Siapa namaku? Tidak. Takkan ku katakan padamu. Tidak. Tidaakkkkk!!!
Baiklah jika kalian memaksa, namaku Grahita Samastha. Mereka memanggilku Gistha. Apapun itu aku tak peduli.
Aku tinggal bersama kedua orang tua ku. Tinggal bersama mereka layaknya mayat hidup. Bekerja dari pagi hingga sore atau terkadang malam hari. Mereka hanya bertanya padaku apakah aku sudah makan hari ini? lalu kemudian pergi ke kamarnya dan sibuk dengan urusan masing-masing.

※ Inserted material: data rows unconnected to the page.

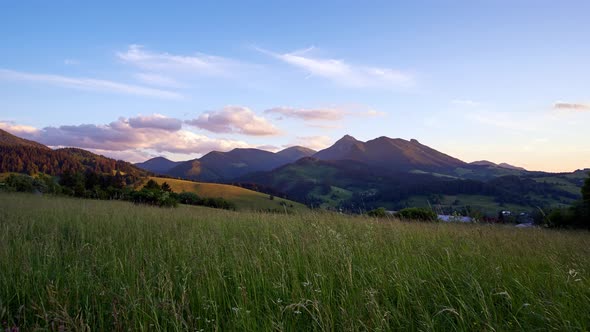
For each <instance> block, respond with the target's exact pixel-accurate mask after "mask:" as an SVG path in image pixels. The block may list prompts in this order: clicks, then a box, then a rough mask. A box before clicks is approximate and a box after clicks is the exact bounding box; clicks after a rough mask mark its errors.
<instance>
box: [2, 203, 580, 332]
mask: <svg viewBox="0 0 590 332" xmlns="http://www.w3.org/2000/svg"><path fill="white" fill-rule="evenodd" d="M589 273H590V233H589V232H587V231H583V232H573V231H571V232H570V231H555V230H545V229H517V228H515V227H509V226H501V225H471V224H442V223H432V224H430V223H419V222H402V221H398V220H392V219H391V220H390V219H382V220H377V219H371V218H367V217H360V216H356V217H353V216H344V215H339V214H335V213H326V212H324V213H322V212H315V211H303V210H302V211H298V212H296V213H294V214H288V215H286V214H263V213H256V212H234V211H224V210H214V209H209V208H204V207H193V206H180V207H179V208H176V209H165V208H155V207H146V206H136V205H133V204H131V203H128V202H121V201H95V200H82V199H72V198H60V197H50V196H35V195H31V194H8V193H0V324H2V326H1V328H2V329H3V330H5V329H11V328H19V329H20V330H21V331H30V330H62V331H63V330H68V331H69V330H73V331H89V330H101V331H128V330H133V331H135V330H140V331H141V330H143V331H185V330H193V331H195V330H196V331H199V330H202V331H229V330H250V331H309V330H319V331H356V330H371V331H385V330H393V331H395V330H409V331H431V330H432V331H453V330H455V331H456V330H460V331H465V330H471V331H506V330H522V331H531V330H557V331H585V330H588V329H590V314H589V312H590V309H589V308H590V279H589Z"/></svg>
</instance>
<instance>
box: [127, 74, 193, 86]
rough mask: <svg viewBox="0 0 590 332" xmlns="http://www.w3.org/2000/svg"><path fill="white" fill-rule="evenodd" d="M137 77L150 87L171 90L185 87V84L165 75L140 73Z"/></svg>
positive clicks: (138, 74)
mask: <svg viewBox="0 0 590 332" xmlns="http://www.w3.org/2000/svg"><path fill="white" fill-rule="evenodd" d="M135 77H136V78H137V79H138V80H140V81H142V82H143V83H145V84H148V85H155V86H162V87H169V88H180V87H184V85H183V84H181V83H180V82H178V81H177V80H175V79H174V78H171V77H167V76H164V75H158V74H151V73H138V74H135Z"/></svg>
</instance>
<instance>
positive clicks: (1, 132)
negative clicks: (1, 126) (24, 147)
mask: <svg viewBox="0 0 590 332" xmlns="http://www.w3.org/2000/svg"><path fill="white" fill-rule="evenodd" d="M0 146H4V147H30V148H37V149H42V150H51V149H50V148H49V147H47V146H45V145H43V144H41V143H37V142H35V141H29V140H27V139H24V138H20V137H17V136H14V135H12V134H11V133H9V132H7V131H5V130H2V129H0Z"/></svg>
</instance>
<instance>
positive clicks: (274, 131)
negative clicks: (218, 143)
mask: <svg viewBox="0 0 590 332" xmlns="http://www.w3.org/2000/svg"><path fill="white" fill-rule="evenodd" d="M186 123H187V124H189V125H191V126H195V127H198V128H201V129H204V130H207V131H210V132H214V133H236V134H242V135H251V136H275V135H279V134H280V133H281V131H280V130H279V129H278V128H276V127H275V126H274V125H273V124H272V123H270V122H269V121H268V120H266V119H265V118H263V117H260V116H257V115H256V113H254V112H253V111H252V110H250V109H249V108H247V107H242V106H226V107H224V108H223V109H221V110H217V111H210V112H205V113H203V114H201V115H200V116H199V117H198V118H196V119H193V120H188V121H186Z"/></svg>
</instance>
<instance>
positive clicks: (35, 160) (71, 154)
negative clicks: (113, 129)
mask: <svg viewBox="0 0 590 332" xmlns="http://www.w3.org/2000/svg"><path fill="white" fill-rule="evenodd" d="M0 136H1V137H2V139H1V140H0V173H7V172H15V173H27V174H36V173H39V172H41V173H45V174H49V175H62V174H64V173H66V172H68V173H77V172H86V171H91V172H95V173H98V174H115V173H117V172H120V173H121V174H124V176H125V177H126V178H127V179H126V180H127V182H128V183H132V182H134V181H136V180H137V179H139V178H141V177H144V176H147V174H148V173H147V172H146V171H145V170H142V169H139V168H137V167H135V166H134V165H132V164H130V163H128V162H126V161H122V160H115V159H111V158H107V157H104V156H101V155H97V154H95V153H92V152H89V151H86V150H82V149H77V148H62V149H56V150H52V149H50V148H49V147H47V146H45V145H43V144H39V143H37V142H33V141H28V140H25V139H21V138H18V137H16V136H14V135H11V134H9V133H7V132H5V131H1V130H0Z"/></svg>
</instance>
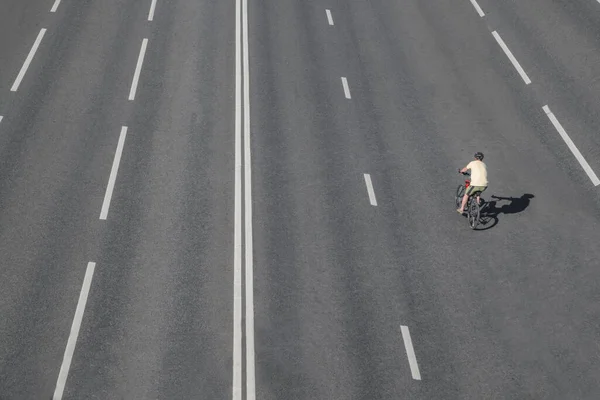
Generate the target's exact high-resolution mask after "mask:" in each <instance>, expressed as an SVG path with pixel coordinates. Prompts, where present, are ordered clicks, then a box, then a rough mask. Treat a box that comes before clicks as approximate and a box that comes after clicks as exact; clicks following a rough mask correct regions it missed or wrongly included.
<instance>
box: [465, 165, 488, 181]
mask: <svg viewBox="0 0 600 400" xmlns="http://www.w3.org/2000/svg"><path fill="white" fill-rule="evenodd" d="M467 169H470V170H471V186H487V183H488V182H487V167H486V166H485V163H484V162H483V161H479V160H475V161H471V162H470V163H469V164H468V165H467Z"/></svg>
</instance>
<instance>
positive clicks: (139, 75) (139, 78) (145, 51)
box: [129, 39, 148, 100]
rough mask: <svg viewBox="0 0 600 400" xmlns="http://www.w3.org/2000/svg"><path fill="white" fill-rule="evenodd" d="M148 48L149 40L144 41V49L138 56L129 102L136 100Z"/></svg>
mask: <svg viewBox="0 0 600 400" xmlns="http://www.w3.org/2000/svg"><path fill="white" fill-rule="evenodd" d="M146 46H148V39H144V40H142V47H141V48H140V55H139V56H138V63H137V65H136V66H135V73H134V74H133V82H132V83H131V90H130V91H129V100H133V99H135V91H136V90H137V83H138V81H139V79H140V72H141V71H142V64H143V63H144V55H145V54H146Z"/></svg>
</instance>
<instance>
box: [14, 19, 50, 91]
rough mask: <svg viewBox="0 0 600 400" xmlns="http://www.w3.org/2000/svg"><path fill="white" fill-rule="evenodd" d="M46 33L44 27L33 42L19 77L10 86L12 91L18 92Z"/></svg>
mask: <svg viewBox="0 0 600 400" xmlns="http://www.w3.org/2000/svg"><path fill="white" fill-rule="evenodd" d="M45 34H46V29H45V28H42V29H41V30H40V33H38V36H37V38H36V39H35V42H34V43H33V46H32V47H31V50H29V54H28V55H27V58H26V59H25V62H24V63H23V66H22V67H21V70H20V71H19V75H17V79H15V82H14V83H13V85H12V87H11V88H10V91H11V92H16V91H17V89H19V85H20V84H21V81H22V80H23V77H24V76H25V73H26V72H27V68H29V64H31V60H33V56H35V52H36V51H37V49H38V47H40V43H41V42H42V39H43V38H44V35H45Z"/></svg>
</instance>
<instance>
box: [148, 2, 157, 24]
mask: <svg viewBox="0 0 600 400" xmlns="http://www.w3.org/2000/svg"><path fill="white" fill-rule="evenodd" d="M155 8H156V0H152V3H151V4H150V12H149V13H148V21H152V20H153V19H154V9H155Z"/></svg>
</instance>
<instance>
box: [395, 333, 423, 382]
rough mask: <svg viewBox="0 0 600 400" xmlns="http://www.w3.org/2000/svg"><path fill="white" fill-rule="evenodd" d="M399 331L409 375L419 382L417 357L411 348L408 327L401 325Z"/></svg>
mask: <svg viewBox="0 0 600 400" xmlns="http://www.w3.org/2000/svg"><path fill="white" fill-rule="evenodd" d="M400 330H401V331H402V339H404V348H405V349H406V355H407V356H408V363H409V364H410V373H411V374H412V376H413V379H415V380H418V381H420V380H421V373H420V372H419V365H418V364H417V356H415V349H414V348H413V346H412V339H411V338H410V332H409V331H408V326H404V325H401V326H400Z"/></svg>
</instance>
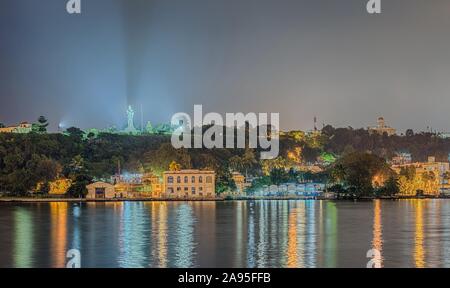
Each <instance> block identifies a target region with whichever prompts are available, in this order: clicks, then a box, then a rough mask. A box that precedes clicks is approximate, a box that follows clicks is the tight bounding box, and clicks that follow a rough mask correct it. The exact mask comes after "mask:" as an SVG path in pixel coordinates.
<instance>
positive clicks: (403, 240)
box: [0, 200, 450, 267]
mask: <svg viewBox="0 0 450 288" xmlns="http://www.w3.org/2000/svg"><path fill="white" fill-rule="evenodd" d="M449 219H450V200H405V201H381V200H375V201H368V202H357V203H353V202H332V201H312V200H309V201H293V200H291V201H233V202H231V201H230V202H112V203H56V202H55V203H38V204H31V203H27V204H25V203H24V204H6V203H2V204H0V235H1V237H2V242H1V243H0V267H65V263H66V261H67V259H66V252H67V250H69V249H73V248H75V249H79V250H80V251H81V258H82V267H365V266H366V263H367V261H368V260H369V259H367V258H366V253H367V251H368V250H369V249H377V250H379V251H380V253H381V266H382V267H450V262H449V261H450V260H449V257H448V256H449V255H450V220H449Z"/></svg>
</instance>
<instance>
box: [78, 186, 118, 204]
mask: <svg viewBox="0 0 450 288" xmlns="http://www.w3.org/2000/svg"><path fill="white" fill-rule="evenodd" d="M86 188H87V190H88V194H87V195H86V199H91V200H104V199H114V198H118V197H117V193H116V190H115V189H114V185H112V184H109V183H106V182H95V183H92V184H90V185H87V186H86Z"/></svg>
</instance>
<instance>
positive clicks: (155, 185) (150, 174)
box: [142, 173, 163, 198]
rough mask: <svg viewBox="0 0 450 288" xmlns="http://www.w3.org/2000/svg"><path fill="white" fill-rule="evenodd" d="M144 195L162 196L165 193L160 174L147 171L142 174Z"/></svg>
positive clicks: (143, 194)
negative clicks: (143, 174)
mask: <svg viewBox="0 0 450 288" xmlns="http://www.w3.org/2000/svg"><path fill="white" fill-rule="evenodd" d="M142 186H143V195H148V196H150V197H151V198H161V197H162V196H163V195H162V194H163V193H162V192H163V185H162V183H161V180H160V178H159V177H158V176H156V175H154V174H152V173H147V174H144V175H143V176H142Z"/></svg>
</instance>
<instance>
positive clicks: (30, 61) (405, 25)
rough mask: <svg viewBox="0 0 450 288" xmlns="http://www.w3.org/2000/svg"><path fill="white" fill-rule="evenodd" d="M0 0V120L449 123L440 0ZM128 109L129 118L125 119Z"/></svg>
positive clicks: (442, 31) (83, 123) (436, 128)
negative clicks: (374, 14)
mask: <svg viewBox="0 0 450 288" xmlns="http://www.w3.org/2000/svg"><path fill="white" fill-rule="evenodd" d="M366 3H367V0H339V1H336V0H307V1H306V0H155V1H151V0H147V1H145V0H82V4H83V14H82V15H81V16H75V15H69V14H67V13H66V11H65V4H66V0H39V1H38V0H0V97H1V98H0V99H1V102H0V122H3V123H5V124H8V125H9V124H15V123H18V122H20V121H30V122H31V121H34V120H35V119H36V118H37V117H38V116H39V115H46V116H47V117H48V118H49V121H50V122H51V124H52V129H56V127H57V125H58V123H62V124H63V125H64V126H66V127H68V126H78V127H81V128H91V127H97V128H105V127H107V126H109V125H117V126H119V127H120V126H122V125H124V124H125V121H126V119H125V116H126V115H125V110H126V106H127V105H133V106H134V107H135V110H137V112H138V113H137V115H139V110H140V108H139V107H140V106H141V105H142V106H143V108H144V109H143V110H144V118H145V120H150V121H152V123H158V122H168V121H169V120H170V117H171V116H172V114H173V113H175V112H178V111H183V112H188V113H189V114H192V113H193V105H194V104H203V105H204V110H205V112H220V113H225V112H279V113H280V120H281V127H282V129H310V128H312V126H313V117H314V116H317V117H318V121H319V124H321V123H327V124H332V125H334V126H343V127H346V126H352V127H366V126H369V125H373V124H375V121H376V118H377V117H378V116H384V117H385V118H386V121H387V122H388V124H390V125H391V126H394V127H396V128H398V129H399V130H401V131H400V132H403V131H404V130H405V129H407V128H413V129H414V130H416V131H419V130H426V127H427V126H432V127H433V128H434V129H437V130H445V131H450V121H449V119H450V116H449V115H450V29H449V28H450V1H448V0H432V1H424V0H382V4H383V7H382V9H383V12H382V14H381V15H369V14H367V12H366V10H365V5H366ZM139 118H140V117H137V119H136V124H139V122H140V121H139Z"/></svg>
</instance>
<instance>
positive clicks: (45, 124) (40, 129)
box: [34, 116, 48, 133]
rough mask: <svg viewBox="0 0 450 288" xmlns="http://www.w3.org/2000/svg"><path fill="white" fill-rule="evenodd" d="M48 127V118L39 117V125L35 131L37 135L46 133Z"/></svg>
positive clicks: (38, 119)
mask: <svg viewBox="0 0 450 288" xmlns="http://www.w3.org/2000/svg"><path fill="white" fill-rule="evenodd" d="M47 127H48V121H47V118H45V117H44V116H39V118H38V123H36V124H35V127H34V130H35V132H37V133H46V132H47Z"/></svg>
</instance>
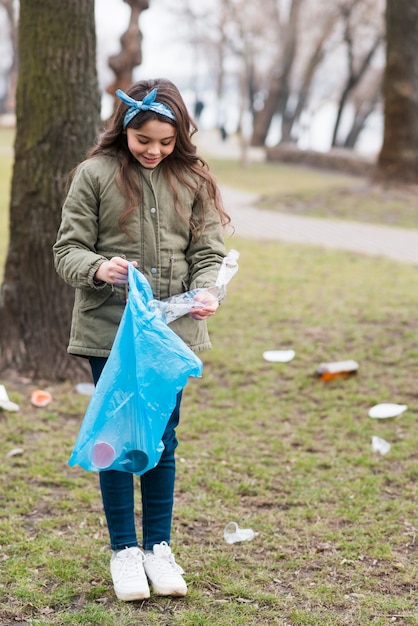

Aku lelah, aku butuh sosok yang bisa memberikan perhatian padaku, memberi kasih sayang yang benar-benar nyata dan tulus padaku. Hanya itu, sederhana sekali.Kini, aku tumbuh menjadi remaja pada umumnya. Aku bisa lebih terbuka, bersenang-senang dengan teman sebaya ku, banyak sekali prestasi yang telah aku raih. Tetapi keduanya bak tak pernah menganggap aku ada.
Tidak masalah. Aku sudah dewasa, aku bisa memilih pilihan ku sendiri.Saat usiaku menginjak angka tujuh belas tahun, orang tua ku kini sudah benar-benar tua. Mereka mulai pensiun dari pekerjaan nya dan memilih untuk tinggal di panti jompo. Terserah mereka, aku tak peduli. Aku sedang menuliskan kisah ku sendiri meski pada hakikatnya adalah mungkin bukan.
Mereka akan menjodohkan aku dengan seorang pria, dengar-dengar namanya adalah Genta Prawira Samahita. Atau ya agar lebih singkat, GPS. Siapapun dia aku tak peduli. Hidupku adalah aku yang menentukan kemudian akulah yang akan menjalani perannya, bukan orang lain termasuk ibu dan ayahku.
Rasaku masih tertanggal lekat pada senyum manis pria bemata coklat, sinar matanya bak rembulan, tatap matanya teduh sekali seperti hujan sore ini. Tutur katanya indah, sikapnya yang sopan dan ramah menambah persentase kekaguman hati yang kian bergejolak ini.
Aku hanya bisa melihat nya dari kejauhan, di halte bus itu. Sungguh , semoga aku dan kamu menjadi satu kesatuan yang utuh tanpa ada rapuh.
Hari demi hari, Tuhan mengabulkan permintaan ku, aku bertemu dengannya hampir setiap hari. Rasa ku padanya setiap waktu.
Menabung rasa rindu lalu kemudian memecahkan nya di halte bus setiap Rabu, Sabtu dan Minggu. Apakah ia mempunyai rasa padaku?
Kurasa iya, hubungan kami semakin hari semakin dekat. Membicarakan masa depan, membuat janji kala hujan menghampiri, saling bertukar puisi, berbagi mimpi dan berjanji untuk selalu mendampingi hingga mimpi-mimpi iru bisa tercapai suatu hari nanti, sesederhana itu. Hingga suatu saat kami benar-benar saling mencintai.